Sparkliest of all is Yoona, who has her own demons to face. She's trying to prove she doesn't deserve the reputation she has back home of being a mean girl by being super nice to everyone on the show. But her sarcastic wit rubs sensitive Sabine the wrong way and the two girls are quickly at each other's throats.
Sabine worries that house is largely allied with Yoona and wonders how she'll make it through the season, but a helpful assistant producer feeds her advice and guides her on how to take charge of the situation. When that advice starts making things worse, Yoona gets suspicious that the producers of the show are trying to pump up (not diffuse) the drama in search of ratings. To prevent that from happening, Sabine and Yoona will have to learn to trust each other and break from their past behaviors.

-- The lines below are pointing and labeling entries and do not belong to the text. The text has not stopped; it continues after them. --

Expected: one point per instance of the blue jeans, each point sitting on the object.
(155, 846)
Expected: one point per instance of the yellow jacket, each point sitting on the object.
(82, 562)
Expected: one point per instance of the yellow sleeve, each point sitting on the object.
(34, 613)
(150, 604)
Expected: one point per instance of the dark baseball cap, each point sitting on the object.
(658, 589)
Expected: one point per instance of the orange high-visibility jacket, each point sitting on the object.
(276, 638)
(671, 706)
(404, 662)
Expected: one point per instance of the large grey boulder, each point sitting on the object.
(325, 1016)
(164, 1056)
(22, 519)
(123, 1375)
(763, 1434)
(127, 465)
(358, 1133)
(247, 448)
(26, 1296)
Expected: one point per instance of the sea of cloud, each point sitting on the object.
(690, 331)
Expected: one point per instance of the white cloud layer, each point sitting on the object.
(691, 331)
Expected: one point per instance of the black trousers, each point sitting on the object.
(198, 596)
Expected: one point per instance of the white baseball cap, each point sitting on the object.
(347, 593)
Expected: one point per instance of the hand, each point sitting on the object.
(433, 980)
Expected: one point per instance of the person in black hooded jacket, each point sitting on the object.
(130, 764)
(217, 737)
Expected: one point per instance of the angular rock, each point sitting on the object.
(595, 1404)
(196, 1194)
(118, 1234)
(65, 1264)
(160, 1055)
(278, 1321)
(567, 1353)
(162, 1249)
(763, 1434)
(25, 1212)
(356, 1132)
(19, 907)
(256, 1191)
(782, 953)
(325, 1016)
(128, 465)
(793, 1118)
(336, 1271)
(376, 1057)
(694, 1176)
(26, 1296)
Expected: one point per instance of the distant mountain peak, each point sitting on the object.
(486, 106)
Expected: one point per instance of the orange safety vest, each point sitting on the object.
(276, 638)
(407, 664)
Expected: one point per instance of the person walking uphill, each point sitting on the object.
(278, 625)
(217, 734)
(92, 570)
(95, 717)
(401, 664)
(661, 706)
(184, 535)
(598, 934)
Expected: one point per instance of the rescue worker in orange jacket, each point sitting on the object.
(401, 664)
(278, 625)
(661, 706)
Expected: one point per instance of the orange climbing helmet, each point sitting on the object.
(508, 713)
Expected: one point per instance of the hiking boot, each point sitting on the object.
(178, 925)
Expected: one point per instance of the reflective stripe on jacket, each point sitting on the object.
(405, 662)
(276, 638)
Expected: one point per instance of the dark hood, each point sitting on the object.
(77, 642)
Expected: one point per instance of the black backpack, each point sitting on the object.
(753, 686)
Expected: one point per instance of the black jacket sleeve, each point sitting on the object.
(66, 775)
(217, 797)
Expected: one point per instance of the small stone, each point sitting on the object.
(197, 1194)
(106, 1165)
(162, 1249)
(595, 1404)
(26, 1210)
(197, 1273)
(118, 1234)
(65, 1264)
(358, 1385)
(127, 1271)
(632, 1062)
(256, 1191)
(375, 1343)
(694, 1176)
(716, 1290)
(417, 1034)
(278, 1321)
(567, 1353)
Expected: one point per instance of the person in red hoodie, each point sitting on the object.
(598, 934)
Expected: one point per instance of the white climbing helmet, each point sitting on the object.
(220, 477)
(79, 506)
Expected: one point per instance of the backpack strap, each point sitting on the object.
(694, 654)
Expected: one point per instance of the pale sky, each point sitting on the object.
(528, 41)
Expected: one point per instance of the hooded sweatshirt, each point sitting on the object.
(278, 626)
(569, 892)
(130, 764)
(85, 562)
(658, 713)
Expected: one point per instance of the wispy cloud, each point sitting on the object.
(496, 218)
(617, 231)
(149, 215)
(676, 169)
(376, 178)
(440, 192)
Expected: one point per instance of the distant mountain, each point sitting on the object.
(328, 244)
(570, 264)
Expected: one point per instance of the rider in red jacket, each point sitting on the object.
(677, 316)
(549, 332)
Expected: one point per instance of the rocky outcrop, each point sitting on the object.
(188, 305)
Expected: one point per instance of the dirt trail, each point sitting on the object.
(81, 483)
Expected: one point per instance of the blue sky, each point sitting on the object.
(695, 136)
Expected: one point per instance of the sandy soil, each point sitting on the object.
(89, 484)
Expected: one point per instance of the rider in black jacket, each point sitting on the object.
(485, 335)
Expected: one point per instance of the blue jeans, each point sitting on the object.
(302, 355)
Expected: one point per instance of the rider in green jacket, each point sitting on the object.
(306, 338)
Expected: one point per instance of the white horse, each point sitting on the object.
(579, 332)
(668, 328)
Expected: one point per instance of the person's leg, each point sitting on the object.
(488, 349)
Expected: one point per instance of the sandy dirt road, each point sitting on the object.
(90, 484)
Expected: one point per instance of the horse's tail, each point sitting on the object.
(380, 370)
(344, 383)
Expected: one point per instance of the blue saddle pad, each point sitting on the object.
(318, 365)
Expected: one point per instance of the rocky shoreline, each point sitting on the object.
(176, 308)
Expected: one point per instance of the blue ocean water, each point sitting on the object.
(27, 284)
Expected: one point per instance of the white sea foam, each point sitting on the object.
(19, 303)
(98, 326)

It's a silly storyline that explores classism and bullying in the light context of a reality show fantasy. Readers will enjoy the way the story shifts perspectives, starting off by portraying Sabine sympathetically and making Yoona seem scheming but then switching the roles about half way. That serves a nice reminder of how perceptions can be easily misled, which in turn preps us to accept that both girls need to learn to be less judgmental. That's about as heavy as things get. This isn't a story that one should take too seriously, but it is certainly entertaining. It's also surprisingly chaste for a story about largely unsupervised teens and only a little rough language pulls this out of a G rating.